Как живую реальность вижу ту серую матерчатую сумку, что всегда была туго набита книгами и испачкана фиолетовыми чернилами, она висит на черной лямке через плечо, то и дело сбивается вперед, мешает идти, и мальчишка ударом локтя отправляет ее назад; и хлопчатобумажный серый костюмчик в полоску: тесный уже пиджачок с протертыми о парту рукавами и короткие брюки с черными заплатами на коленях; и даже те остроносые ботинки из вывернутой свиной кожи, неприятно шершавые внове, а затем и вовсе обтрепавшиеся, потерявшие свой первоначальный черный цвет. Белоголовый, с остатками летних цыпок на темных руках, мальчишка шагает по высокому колкому жнивью и сам не замечает, что идет к могиле матери.

 

Я не помню, что случилось у него именно в тот день.

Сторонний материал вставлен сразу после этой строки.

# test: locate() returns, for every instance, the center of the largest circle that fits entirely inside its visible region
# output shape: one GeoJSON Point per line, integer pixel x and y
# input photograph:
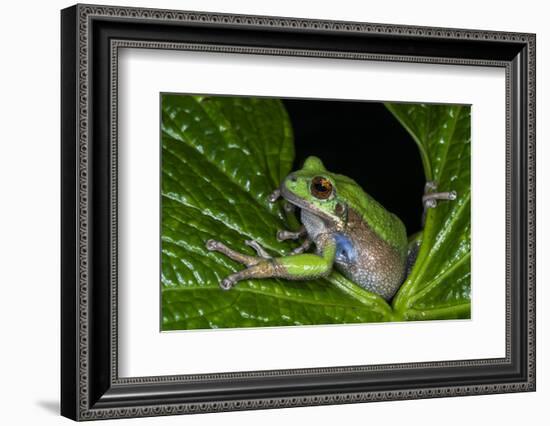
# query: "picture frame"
{"type": "Point", "coordinates": [90, 384]}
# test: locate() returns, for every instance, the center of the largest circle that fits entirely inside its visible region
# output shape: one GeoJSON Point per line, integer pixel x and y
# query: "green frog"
{"type": "Point", "coordinates": [350, 230]}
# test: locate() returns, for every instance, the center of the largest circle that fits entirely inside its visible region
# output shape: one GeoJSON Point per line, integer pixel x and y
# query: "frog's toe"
{"type": "Point", "coordinates": [227, 283]}
{"type": "Point", "coordinates": [274, 196]}
{"type": "Point", "coordinates": [213, 245]}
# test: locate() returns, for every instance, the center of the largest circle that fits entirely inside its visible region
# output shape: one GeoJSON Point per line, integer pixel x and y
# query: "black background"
{"type": "Point", "coordinates": [365, 142]}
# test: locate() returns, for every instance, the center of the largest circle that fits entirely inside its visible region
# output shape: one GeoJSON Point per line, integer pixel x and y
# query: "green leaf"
{"type": "Point", "coordinates": [221, 158]}
{"type": "Point", "coordinates": [439, 284]}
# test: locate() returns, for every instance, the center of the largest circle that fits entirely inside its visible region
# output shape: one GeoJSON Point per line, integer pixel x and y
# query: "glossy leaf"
{"type": "Point", "coordinates": [439, 284]}
{"type": "Point", "coordinates": [221, 158]}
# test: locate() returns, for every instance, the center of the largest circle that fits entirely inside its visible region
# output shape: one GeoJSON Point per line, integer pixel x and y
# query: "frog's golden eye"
{"type": "Point", "coordinates": [321, 187]}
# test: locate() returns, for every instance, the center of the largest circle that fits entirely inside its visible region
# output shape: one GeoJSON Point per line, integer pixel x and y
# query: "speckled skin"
{"type": "Point", "coordinates": [351, 232]}
{"type": "Point", "coordinates": [362, 256]}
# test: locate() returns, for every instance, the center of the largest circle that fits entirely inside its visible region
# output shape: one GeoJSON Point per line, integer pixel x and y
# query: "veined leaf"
{"type": "Point", "coordinates": [221, 158]}
{"type": "Point", "coordinates": [439, 284]}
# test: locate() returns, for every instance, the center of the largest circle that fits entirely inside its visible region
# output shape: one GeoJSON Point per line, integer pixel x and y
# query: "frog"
{"type": "Point", "coordinates": [351, 232]}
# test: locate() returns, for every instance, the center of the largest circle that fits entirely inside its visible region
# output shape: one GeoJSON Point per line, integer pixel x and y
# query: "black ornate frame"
{"type": "Point", "coordinates": [91, 37]}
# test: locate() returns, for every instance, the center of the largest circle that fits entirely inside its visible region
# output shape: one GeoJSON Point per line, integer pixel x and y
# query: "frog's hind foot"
{"type": "Point", "coordinates": [260, 251]}
{"type": "Point", "coordinates": [213, 245]}
{"type": "Point", "coordinates": [283, 234]}
{"type": "Point", "coordinates": [261, 266]}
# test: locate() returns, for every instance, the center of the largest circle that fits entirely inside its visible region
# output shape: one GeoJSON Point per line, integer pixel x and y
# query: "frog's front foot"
{"type": "Point", "coordinates": [431, 197]}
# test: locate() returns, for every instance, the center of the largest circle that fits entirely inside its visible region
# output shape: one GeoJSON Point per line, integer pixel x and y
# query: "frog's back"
{"type": "Point", "coordinates": [384, 223]}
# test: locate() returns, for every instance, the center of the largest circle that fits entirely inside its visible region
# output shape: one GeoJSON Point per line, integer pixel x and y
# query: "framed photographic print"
{"type": "Point", "coordinates": [263, 212]}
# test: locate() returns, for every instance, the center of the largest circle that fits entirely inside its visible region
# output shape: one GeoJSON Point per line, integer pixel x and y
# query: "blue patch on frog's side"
{"type": "Point", "coordinates": [345, 252]}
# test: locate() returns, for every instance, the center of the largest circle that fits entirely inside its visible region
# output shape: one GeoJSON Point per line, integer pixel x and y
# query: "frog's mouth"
{"type": "Point", "coordinates": [300, 203]}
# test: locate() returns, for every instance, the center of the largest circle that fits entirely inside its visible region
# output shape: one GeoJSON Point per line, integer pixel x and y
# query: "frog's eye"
{"type": "Point", "coordinates": [321, 187]}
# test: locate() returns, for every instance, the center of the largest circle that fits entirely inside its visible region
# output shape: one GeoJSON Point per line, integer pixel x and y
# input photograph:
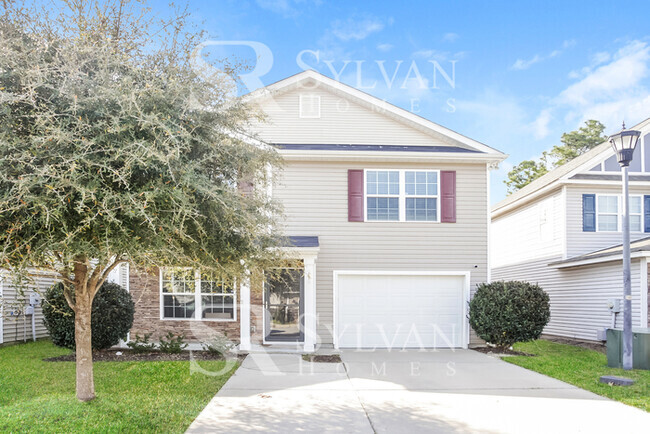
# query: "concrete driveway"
{"type": "Point", "coordinates": [412, 391]}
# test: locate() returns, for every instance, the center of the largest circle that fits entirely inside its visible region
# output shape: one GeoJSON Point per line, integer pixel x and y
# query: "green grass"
{"type": "Point", "coordinates": [39, 396]}
{"type": "Point", "coordinates": [583, 368]}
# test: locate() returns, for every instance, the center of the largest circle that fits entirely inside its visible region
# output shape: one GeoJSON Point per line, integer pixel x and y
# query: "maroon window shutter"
{"type": "Point", "coordinates": [355, 195]}
{"type": "Point", "coordinates": [448, 196]}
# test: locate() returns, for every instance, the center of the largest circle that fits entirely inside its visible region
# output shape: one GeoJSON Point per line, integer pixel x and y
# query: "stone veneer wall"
{"type": "Point", "coordinates": [145, 290]}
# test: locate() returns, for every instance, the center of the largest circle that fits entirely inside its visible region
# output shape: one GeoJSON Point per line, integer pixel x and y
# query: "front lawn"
{"type": "Point", "coordinates": [131, 396]}
{"type": "Point", "coordinates": [583, 368]}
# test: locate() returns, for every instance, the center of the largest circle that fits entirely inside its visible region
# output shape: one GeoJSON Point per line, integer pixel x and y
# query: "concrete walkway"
{"type": "Point", "coordinates": [395, 392]}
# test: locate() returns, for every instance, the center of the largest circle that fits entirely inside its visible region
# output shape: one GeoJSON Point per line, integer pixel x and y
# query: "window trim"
{"type": "Point", "coordinates": [198, 302]}
{"type": "Point", "coordinates": [619, 218]}
{"type": "Point", "coordinates": [401, 196]}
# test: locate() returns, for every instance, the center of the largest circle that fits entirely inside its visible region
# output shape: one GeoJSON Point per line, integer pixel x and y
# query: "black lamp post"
{"type": "Point", "coordinates": [624, 143]}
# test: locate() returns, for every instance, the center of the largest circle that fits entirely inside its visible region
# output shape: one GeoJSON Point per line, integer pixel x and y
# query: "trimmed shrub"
{"type": "Point", "coordinates": [112, 316]}
{"type": "Point", "coordinates": [142, 344]}
{"type": "Point", "coordinates": [172, 344]}
{"type": "Point", "coordinates": [502, 313]}
{"type": "Point", "coordinates": [218, 345]}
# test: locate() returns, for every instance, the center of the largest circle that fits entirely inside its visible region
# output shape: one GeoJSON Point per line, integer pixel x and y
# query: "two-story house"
{"type": "Point", "coordinates": [387, 214]}
{"type": "Point", "coordinates": [563, 231]}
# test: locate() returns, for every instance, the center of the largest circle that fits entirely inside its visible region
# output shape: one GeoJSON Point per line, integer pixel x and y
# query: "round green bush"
{"type": "Point", "coordinates": [112, 316]}
{"type": "Point", "coordinates": [502, 313]}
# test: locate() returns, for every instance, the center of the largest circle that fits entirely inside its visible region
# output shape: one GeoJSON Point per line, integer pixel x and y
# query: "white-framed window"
{"type": "Point", "coordinates": [402, 195]}
{"type": "Point", "coordinates": [382, 195]}
{"type": "Point", "coordinates": [609, 213]}
{"type": "Point", "coordinates": [187, 294]}
{"type": "Point", "coordinates": [421, 188]}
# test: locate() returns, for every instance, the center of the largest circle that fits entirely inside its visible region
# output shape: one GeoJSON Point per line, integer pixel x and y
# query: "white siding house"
{"type": "Point", "coordinates": [386, 213]}
{"type": "Point", "coordinates": [553, 232]}
{"type": "Point", "coordinates": [372, 270]}
{"type": "Point", "coordinates": [15, 322]}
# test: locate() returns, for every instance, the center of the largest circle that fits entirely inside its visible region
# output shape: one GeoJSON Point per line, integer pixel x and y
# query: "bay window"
{"type": "Point", "coordinates": [186, 293]}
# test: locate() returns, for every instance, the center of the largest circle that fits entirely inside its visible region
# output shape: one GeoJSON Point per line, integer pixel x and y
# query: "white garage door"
{"type": "Point", "coordinates": [400, 311]}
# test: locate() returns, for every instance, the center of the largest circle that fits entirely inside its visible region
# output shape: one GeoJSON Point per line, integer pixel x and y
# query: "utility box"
{"type": "Point", "coordinates": [640, 348]}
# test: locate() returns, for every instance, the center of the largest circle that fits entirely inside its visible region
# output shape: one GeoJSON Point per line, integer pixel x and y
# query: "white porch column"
{"type": "Point", "coordinates": [310, 303]}
{"type": "Point", "coordinates": [245, 313]}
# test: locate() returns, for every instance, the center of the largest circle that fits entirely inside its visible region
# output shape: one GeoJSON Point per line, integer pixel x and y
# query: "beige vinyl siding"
{"type": "Point", "coordinates": [315, 198]}
{"type": "Point", "coordinates": [531, 232]}
{"type": "Point", "coordinates": [341, 122]}
{"type": "Point", "coordinates": [13, 297]}
{"type": "Point", "coordinates": [579, 242]}
{"type": "Point", "coordinates": [578, 295]}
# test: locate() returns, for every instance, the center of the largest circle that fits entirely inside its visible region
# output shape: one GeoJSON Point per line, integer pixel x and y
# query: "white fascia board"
{"type": "Point", "coordinates": [613, 183]}
{"type": "Point", "coordinates": [297, 155]}
{"type": "Point", "coordinates": [368, 99]}
{"type": "Point", "coordinates": [600, 260]}
{"type": "Point", "coordinates": [556, 184]}
{"type": "Point", "coordinates": [526, 199]}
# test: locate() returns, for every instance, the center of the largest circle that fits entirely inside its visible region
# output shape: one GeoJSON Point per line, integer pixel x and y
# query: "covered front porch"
{"type": "Point", "coordinates": [280, 314]}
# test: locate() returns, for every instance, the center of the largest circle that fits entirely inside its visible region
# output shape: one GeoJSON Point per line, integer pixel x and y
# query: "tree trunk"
{"type": "Point", "coordinates": [83, 342]}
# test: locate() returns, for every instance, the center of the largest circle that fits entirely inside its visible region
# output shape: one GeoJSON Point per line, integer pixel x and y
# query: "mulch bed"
{"type": "Point", "coordinates": [321, 358]}
{"type": "Point", "coordinates": [496, 352]}
{"type": "Point", "coordinates": [153, 356]}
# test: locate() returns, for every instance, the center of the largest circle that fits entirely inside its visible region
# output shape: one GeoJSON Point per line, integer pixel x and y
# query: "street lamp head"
{"type": "Point", "coordinates": [623, 144]}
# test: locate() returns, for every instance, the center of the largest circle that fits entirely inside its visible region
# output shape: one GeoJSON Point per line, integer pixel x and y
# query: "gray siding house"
{"type": "Point", "coordinates": [563, 231]}
{"type": "Point", "coordinates": [388, 217]}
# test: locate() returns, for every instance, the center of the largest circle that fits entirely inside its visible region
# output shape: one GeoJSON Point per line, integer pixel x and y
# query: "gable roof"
{"type": "Point", "coordinates": [640, 247]}
{"type": "Point", "coordinates": [364, 99]}
{"type": "Point", "coordinates": [555, 175]}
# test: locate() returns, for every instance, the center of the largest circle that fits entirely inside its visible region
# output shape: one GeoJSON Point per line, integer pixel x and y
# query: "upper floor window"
{"type": "Point", "coordinates": [607, 213]}
{"type": "Point", "coordinates": [402, 195]}
{"type": "Point", "coordinates": [610, 213]}
{"type": "Point", "coordinates": [188, 294]}
{"type": "Point", "coordinates": [382, 197]}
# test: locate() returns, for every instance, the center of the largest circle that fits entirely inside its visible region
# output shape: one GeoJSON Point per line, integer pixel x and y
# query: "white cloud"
{"type": "Point", "coordinates": [286, 8]}
{"type": "Point", "coordinates": [491, 114]}
{"type": "Point", "coordinates": [355, 28]}
{"type": "Point", "coordinates": [612, 88]}
{"type": "Point", "coordinates": [521, 64]}
{"type": "Point", "coordinates": [385, 47]}
{"type": "Point", "coordinates": [540, 125]}
{"type": "Point", "coordinates": [625, 72]}
{"type": "Point", "coordinates": [450, 37]}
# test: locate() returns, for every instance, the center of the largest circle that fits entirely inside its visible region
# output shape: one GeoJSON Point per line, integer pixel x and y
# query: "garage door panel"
{"type": "Point", "coordinates": [400, 311]}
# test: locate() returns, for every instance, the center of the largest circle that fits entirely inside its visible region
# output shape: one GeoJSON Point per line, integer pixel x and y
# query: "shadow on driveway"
{"type": "Point", "coordinates": [407, 391]}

Вполне возможно, что утром он опять забыл о приказе постричься, вспомнил об этом уже по дороге в школу — и струсил, а вернее — устыдился удивленно-непонимающего взгляда красавицы-директрисы. Он боялся ее и млел перед нею, а когда она быстро проходила по коридору: высокая, в оранжевой шелковой кофточке и черной юбке, с гордо закинутой головой, и от нее веяло какими-то сказочными духами — он смиренно сознавал свое ничтожество. Но иногда и она улыбалась ему, потому что хорошо знала его отца, каждый год ремонтировавшего школу, а еще и потому, что и он, и его брат Петр были хорошими учениками. Теперь он побоялся получить от нее записку к отцу и решил вообще не идти в школу: отстал от ребят и весь день пробродил по опушкам сумрачной Монашенской рощи, собирая под дичками сочные кислые яблоки; а когда пришло время, он не спеша пошел домой отчитываться перед отцом за прожитый день.